This article describes how to do a driver analysis in Displayr and create the outputs. Driver analysis, which is also known as key driver analysis, importance analysis, and relative importance analysis, uses the data from questions to work out the relative importance of each of the predictor variables in predicting the outcome variable. There are various driver analysis methods available that you can use. For more detail about which method to use and when, why not take a look at our driver analysis webinar and eBook.
A data set containing the variables that you want to use as inputs to the driver analysis. Often driver analysis is performed using data for multiple brands at the same time. Traditionally, this is addressed by creating a new data file that stacks the data from each brand on top of each other (see What is Data Stacking?). However, when performing driver analysis in Displayr, the data can be automatically stacked.
- Load a data set that contains the variables that you will use as inputs for the driver analysis.
- From the ribbon, select Anything > Advanced Analysis > Regression > Driver Analysis.
- Select the Outcome variable and the Predictor(s) variables.
- Select the Algorithm you want to use from the drop-down.
- Select the Regression type from the drop-down (see: How to Select the Regression Type for Driver Analysis).
- All the widely used methods for driver analysis are available in Displayr. They can be accessed by toggling the Output in the object inspector under Inputs > Linear Regression.
Correlation: This method is appropriate when you are unconcerned about correlations between predictor variables.
Jaccard Coefficient: Note that Jaccard Coefficient is only available when Regression type is set to Linear. This is similar to correlation, except it is only appropriate when both the predictor and outcome variables are binary.
Generalized Linear Models (GLMs): These include Linear, Binary, Logit, Ordered Logit, etc. and address correlations between the predictor variables, and each of the different methods is designed for different distributions of the outcome variable (eg linear for a numeric outcome, binary logit for a two-category outcome, ordered logit for ordinal output).
Shapley Regression: Note that Shapley Regression is only available when Regression type is set to Linear. This a regularized regression, designed for situations where linear regression results are unreliable due to high correlations between predictors.

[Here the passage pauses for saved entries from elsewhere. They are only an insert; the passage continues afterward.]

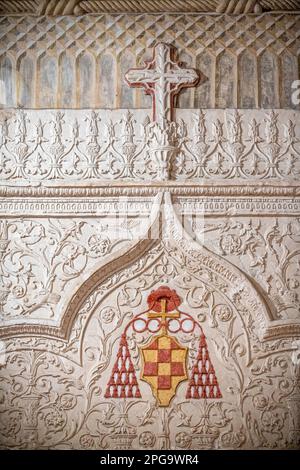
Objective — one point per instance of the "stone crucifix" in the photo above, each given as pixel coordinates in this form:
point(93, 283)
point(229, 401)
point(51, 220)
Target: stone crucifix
point(162, 78)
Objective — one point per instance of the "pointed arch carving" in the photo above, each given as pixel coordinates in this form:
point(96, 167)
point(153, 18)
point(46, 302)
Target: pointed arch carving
point(165, 228)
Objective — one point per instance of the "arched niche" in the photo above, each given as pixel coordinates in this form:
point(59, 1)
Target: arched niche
point(125, 93)
point(67, 84)
point(289, 73)
point(203, 92)
point(185, 97)
point(106, 67)
point(7, 82)
point(247, 80)
point(85, 80)
point(226, 73)
point(26, 81)
point(48, 81)
point(268, 79)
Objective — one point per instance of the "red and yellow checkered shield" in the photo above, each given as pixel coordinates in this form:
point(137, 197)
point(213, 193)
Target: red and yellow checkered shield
point(164, 367)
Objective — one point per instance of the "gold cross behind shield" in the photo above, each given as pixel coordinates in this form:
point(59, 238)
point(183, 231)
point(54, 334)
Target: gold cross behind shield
point(163, 314)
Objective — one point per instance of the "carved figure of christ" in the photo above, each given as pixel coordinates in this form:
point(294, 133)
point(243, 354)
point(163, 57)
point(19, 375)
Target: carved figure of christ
point(162, 78)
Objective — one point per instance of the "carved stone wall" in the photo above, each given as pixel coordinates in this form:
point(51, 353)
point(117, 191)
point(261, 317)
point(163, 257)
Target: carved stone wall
point(90, 226)
point(246, 61)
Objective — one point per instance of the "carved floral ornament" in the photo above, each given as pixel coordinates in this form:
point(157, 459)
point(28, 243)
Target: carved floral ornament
point(79, 363)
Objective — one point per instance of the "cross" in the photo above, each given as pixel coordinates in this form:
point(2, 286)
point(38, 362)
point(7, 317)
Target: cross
point(163, 314)
point(163, 78)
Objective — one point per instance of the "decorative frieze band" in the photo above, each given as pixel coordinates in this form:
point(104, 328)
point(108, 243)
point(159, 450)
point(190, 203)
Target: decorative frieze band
point(77, 146)
point(130, 207)
point(79, 7)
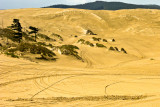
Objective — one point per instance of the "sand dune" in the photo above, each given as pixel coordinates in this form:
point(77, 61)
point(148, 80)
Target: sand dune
point(103, 72)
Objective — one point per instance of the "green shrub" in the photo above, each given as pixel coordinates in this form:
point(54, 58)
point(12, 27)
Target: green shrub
point(8, 33)
point(58, 36)
point(111, 48)
point(100, 45)
point(27, 37)
point(96, 39)
point(81, 40)
point(113, 40)
point(70, 50)
point(116, 48)
point(11, 54)
point(104, 40)
point(89, 32)
point(123, 50)
point(89, 43)
point(45, 37)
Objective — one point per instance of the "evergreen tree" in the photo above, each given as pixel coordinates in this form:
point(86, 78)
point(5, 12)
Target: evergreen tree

Johnson's Relative Weight: Note that this appears when Output is set to Relative Importance Analysis. As with Shapley Regression, this is a regularized regression, but unlike Shapley, it is applicable to all Regression type settings (e.g., ordered logit, binary logit).
- Check the Stack data option.
- By default, all the driver analysis methods exclude all cases with missing data from their analysis (this occurs after any stacking has been performed). However, there are two additional Missing data options that can be relevant:
- If using Correlation, Jaccard Coefficient, or Linear Regression, you can select Use partial data (pairwise correlations), in which case the data is analyzed using all the available data. Even when not all the predictors have data, partial information is used for each case.

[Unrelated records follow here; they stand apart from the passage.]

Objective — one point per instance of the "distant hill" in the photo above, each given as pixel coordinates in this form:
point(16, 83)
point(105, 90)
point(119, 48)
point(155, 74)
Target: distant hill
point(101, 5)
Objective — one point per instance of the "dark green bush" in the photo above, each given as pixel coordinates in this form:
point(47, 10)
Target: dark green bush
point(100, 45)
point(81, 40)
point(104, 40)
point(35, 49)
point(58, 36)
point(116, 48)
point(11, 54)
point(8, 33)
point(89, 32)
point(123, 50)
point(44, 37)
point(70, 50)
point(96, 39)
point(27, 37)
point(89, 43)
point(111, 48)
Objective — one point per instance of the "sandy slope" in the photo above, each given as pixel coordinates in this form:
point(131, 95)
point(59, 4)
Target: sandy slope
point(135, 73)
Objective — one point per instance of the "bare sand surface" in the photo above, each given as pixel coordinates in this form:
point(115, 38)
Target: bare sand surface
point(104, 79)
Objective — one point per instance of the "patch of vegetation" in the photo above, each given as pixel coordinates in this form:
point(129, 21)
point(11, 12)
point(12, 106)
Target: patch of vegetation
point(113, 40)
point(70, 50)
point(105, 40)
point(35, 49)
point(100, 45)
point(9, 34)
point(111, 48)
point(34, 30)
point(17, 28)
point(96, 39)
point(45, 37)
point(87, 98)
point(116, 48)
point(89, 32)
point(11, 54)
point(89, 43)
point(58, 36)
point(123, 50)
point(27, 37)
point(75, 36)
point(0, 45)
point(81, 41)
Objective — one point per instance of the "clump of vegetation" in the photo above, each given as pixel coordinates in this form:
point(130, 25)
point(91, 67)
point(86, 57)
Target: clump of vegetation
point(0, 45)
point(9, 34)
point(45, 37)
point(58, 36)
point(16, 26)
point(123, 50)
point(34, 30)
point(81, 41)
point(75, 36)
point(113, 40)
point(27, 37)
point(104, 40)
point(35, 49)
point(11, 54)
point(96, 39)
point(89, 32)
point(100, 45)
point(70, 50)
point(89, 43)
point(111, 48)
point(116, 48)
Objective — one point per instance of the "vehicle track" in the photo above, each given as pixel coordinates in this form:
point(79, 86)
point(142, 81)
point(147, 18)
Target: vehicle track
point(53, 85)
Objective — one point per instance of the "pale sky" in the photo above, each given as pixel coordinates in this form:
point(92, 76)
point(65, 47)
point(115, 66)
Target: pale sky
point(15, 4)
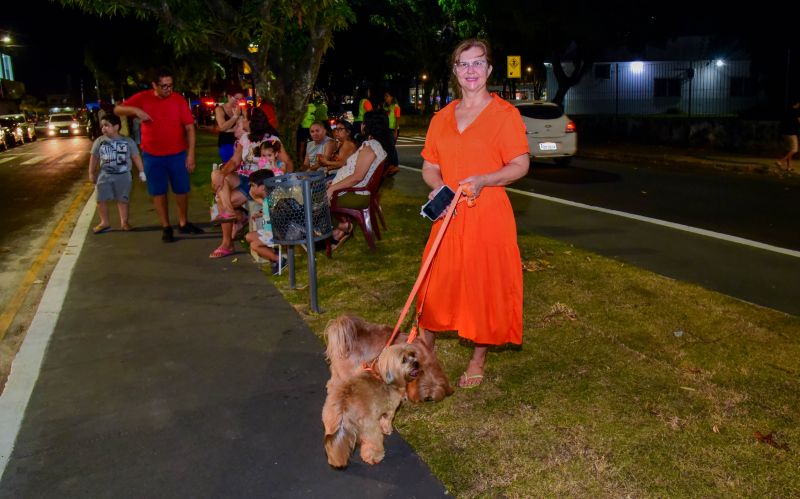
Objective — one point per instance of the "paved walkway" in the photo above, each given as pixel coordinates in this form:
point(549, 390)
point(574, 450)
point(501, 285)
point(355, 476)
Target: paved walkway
point(166, 374)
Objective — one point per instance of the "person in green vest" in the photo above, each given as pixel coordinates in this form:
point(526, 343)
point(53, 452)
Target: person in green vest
point(393, 113)
point(364, 106)
point(392, 110)
point(321, 114)
point(303, 135)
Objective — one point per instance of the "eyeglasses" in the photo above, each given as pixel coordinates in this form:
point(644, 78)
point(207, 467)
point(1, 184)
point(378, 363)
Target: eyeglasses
point(476, 65)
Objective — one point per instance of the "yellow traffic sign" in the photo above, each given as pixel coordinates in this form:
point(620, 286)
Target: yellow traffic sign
point(514, 63)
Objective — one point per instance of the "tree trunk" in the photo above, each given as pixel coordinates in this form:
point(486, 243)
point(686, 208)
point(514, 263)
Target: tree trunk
point(565, 82)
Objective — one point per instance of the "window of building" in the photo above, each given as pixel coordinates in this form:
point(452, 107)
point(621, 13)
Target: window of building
point(602, 71)
point(667, 87)
point(742, 87)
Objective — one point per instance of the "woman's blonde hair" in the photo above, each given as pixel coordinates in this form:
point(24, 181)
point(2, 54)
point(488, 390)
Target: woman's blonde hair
point(468, 44)
point(463, 47)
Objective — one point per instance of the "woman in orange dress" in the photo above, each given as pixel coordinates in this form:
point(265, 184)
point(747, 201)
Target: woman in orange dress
point(475, 281)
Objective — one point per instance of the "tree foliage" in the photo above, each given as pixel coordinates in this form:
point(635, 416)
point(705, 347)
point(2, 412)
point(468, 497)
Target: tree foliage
point(291, 37)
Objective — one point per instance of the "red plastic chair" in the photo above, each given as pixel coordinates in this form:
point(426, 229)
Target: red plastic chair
point(366, 217)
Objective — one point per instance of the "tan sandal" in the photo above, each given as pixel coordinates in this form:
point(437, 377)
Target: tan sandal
point(470, 380)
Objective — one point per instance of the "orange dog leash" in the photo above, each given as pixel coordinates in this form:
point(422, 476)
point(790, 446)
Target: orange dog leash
point(463, 190)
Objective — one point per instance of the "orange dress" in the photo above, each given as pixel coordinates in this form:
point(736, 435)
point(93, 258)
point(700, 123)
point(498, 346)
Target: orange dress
point(475, 281)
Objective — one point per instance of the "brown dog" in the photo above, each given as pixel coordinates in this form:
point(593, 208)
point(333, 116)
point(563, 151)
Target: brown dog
point(361, 409)
point(353, 341)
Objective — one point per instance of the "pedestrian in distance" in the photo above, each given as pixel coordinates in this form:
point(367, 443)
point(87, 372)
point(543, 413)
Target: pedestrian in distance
point(228, 115)
point(168, 141)
point(114, 154)
point(789, 130)
point(475, 284)
point(320, 145)
point(392, 110)
point(363, 106)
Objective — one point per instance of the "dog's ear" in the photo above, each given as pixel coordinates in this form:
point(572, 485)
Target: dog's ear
point(390, 365)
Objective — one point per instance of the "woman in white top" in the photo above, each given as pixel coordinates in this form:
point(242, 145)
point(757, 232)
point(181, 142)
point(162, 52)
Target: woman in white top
point(358, 170)
point(320, 144)
point(228, 116)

- If using Shapley Regression, Johnson's Relative Weights (Relative Importance Analysis), or any of the GLMs and quasi-GLMs, Multiple imputations can be used. This is generally the best method for dealing with missing data, except for situations the Dummy variable adjustment is appropriate.

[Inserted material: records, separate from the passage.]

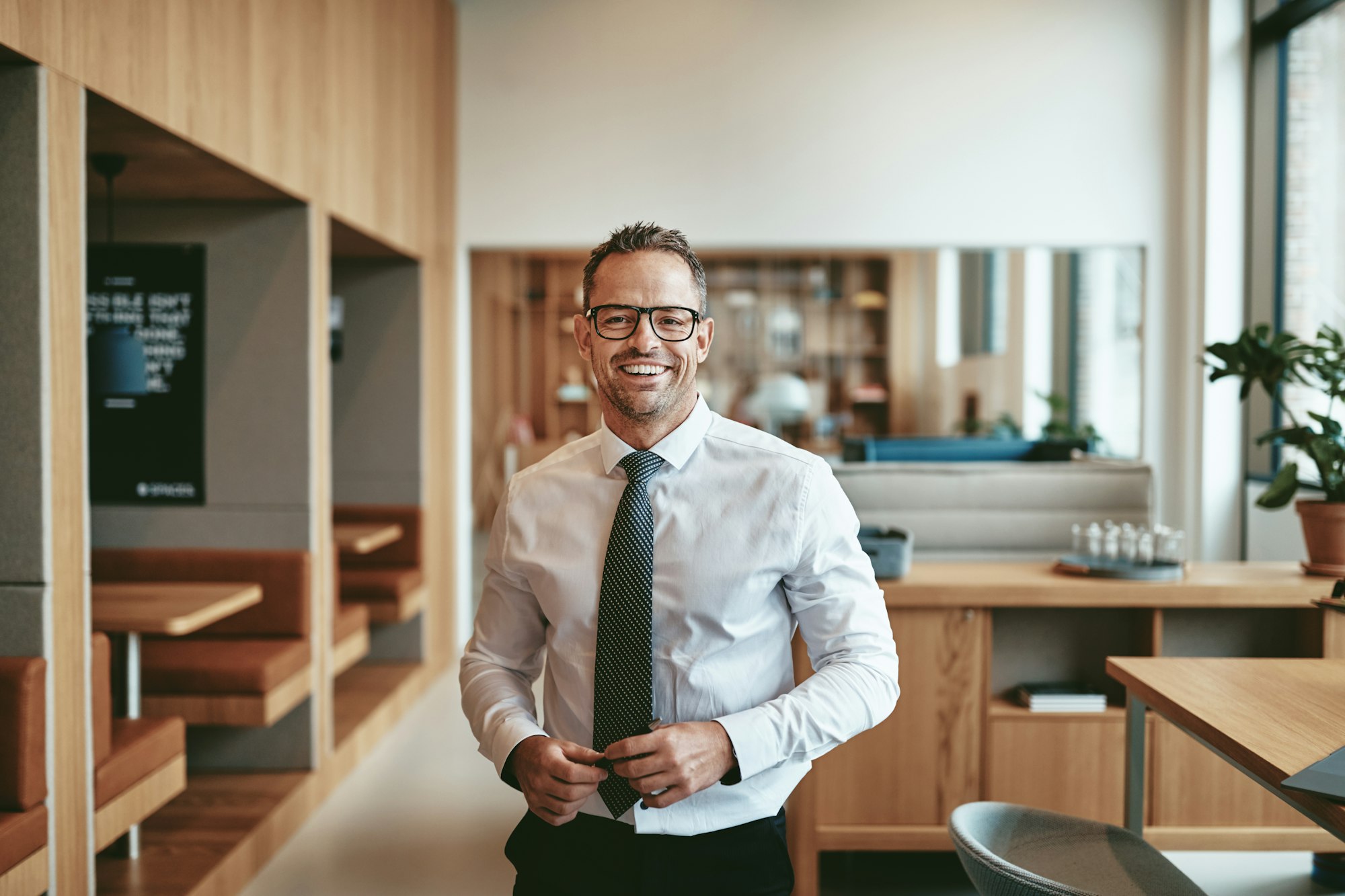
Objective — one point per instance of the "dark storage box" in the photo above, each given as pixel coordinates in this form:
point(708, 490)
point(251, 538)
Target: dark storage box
point(888, 548)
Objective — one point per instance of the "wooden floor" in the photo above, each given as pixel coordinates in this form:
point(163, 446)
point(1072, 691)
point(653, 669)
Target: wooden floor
point(208, 830)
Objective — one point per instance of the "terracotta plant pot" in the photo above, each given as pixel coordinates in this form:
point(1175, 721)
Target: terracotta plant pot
point(1324, 532)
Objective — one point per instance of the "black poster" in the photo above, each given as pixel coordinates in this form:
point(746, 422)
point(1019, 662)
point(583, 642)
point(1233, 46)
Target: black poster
point(147, 374)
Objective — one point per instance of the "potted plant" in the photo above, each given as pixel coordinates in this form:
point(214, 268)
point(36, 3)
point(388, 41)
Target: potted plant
point(1272, 361)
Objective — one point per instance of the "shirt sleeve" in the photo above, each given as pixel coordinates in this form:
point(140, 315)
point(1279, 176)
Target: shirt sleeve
point(844, 620)
point(505, 655)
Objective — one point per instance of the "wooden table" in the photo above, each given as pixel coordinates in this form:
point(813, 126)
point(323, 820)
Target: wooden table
point(1268, 717)
point(169, 607)
point(132, 608)
point(365, 538)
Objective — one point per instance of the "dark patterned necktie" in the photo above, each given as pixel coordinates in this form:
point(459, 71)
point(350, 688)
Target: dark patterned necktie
point(623, 666)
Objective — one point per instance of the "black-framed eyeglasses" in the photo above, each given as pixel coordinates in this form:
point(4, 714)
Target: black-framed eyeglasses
point(672, 323)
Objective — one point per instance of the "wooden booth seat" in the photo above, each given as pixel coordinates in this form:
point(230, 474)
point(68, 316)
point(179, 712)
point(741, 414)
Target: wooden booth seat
point(391, 580)
point(139, 763)
point(249, 669)
point(24, 775)
point(392, 595)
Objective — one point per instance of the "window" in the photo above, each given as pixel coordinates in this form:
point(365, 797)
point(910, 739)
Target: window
point(1299, 184)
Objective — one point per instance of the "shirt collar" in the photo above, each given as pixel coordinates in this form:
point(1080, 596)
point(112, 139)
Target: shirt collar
point(675, 448)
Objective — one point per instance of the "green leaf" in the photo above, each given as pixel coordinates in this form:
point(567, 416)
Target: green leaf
point(1282, 489)
point(1330, 427)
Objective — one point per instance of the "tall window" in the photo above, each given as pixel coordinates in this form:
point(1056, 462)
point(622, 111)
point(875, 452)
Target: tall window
point(1313, 182)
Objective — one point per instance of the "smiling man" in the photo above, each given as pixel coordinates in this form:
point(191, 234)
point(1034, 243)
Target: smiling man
point(661, 567)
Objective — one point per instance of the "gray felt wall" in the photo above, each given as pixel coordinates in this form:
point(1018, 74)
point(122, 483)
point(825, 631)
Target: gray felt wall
point(259, 362)
point(377, 385)
point(25, 477)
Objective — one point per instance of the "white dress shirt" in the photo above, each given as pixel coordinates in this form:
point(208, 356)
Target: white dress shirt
point(751, 538)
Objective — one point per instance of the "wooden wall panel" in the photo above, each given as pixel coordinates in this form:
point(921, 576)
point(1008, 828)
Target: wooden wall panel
point(71, 772)
point(341, 100)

- If using Shapley Regression, Johnson's Relative Weights (Relative Importance Analysis), or any of the GLMs and quasi-GLMs, Dummy variable adjustment can be used. This method is appropriate when the data is missing because it cannot exist. For example, if the predictors are ratings of satisfaction with a bank's call centers, branches, and website, if data is missing for people that have not attended any of these, then this setting is appropriate. By contrast, if the data is missing because the person didn't feel like providing an answer, multiple imputations are preferable.
OPTIONAL: Apply a filter if you want to create a segmentation for a specific subgroup.
OPTIONAL: Select a weight if you want the input variables weighted.
All driver analysis methods have an option called Crosstab interaction, where a categorical variable can be selected, and the result is a crosstab that shows the importance scores by each unique value of the categorical variable, with bold showing significant differences and color-coding showing relativities.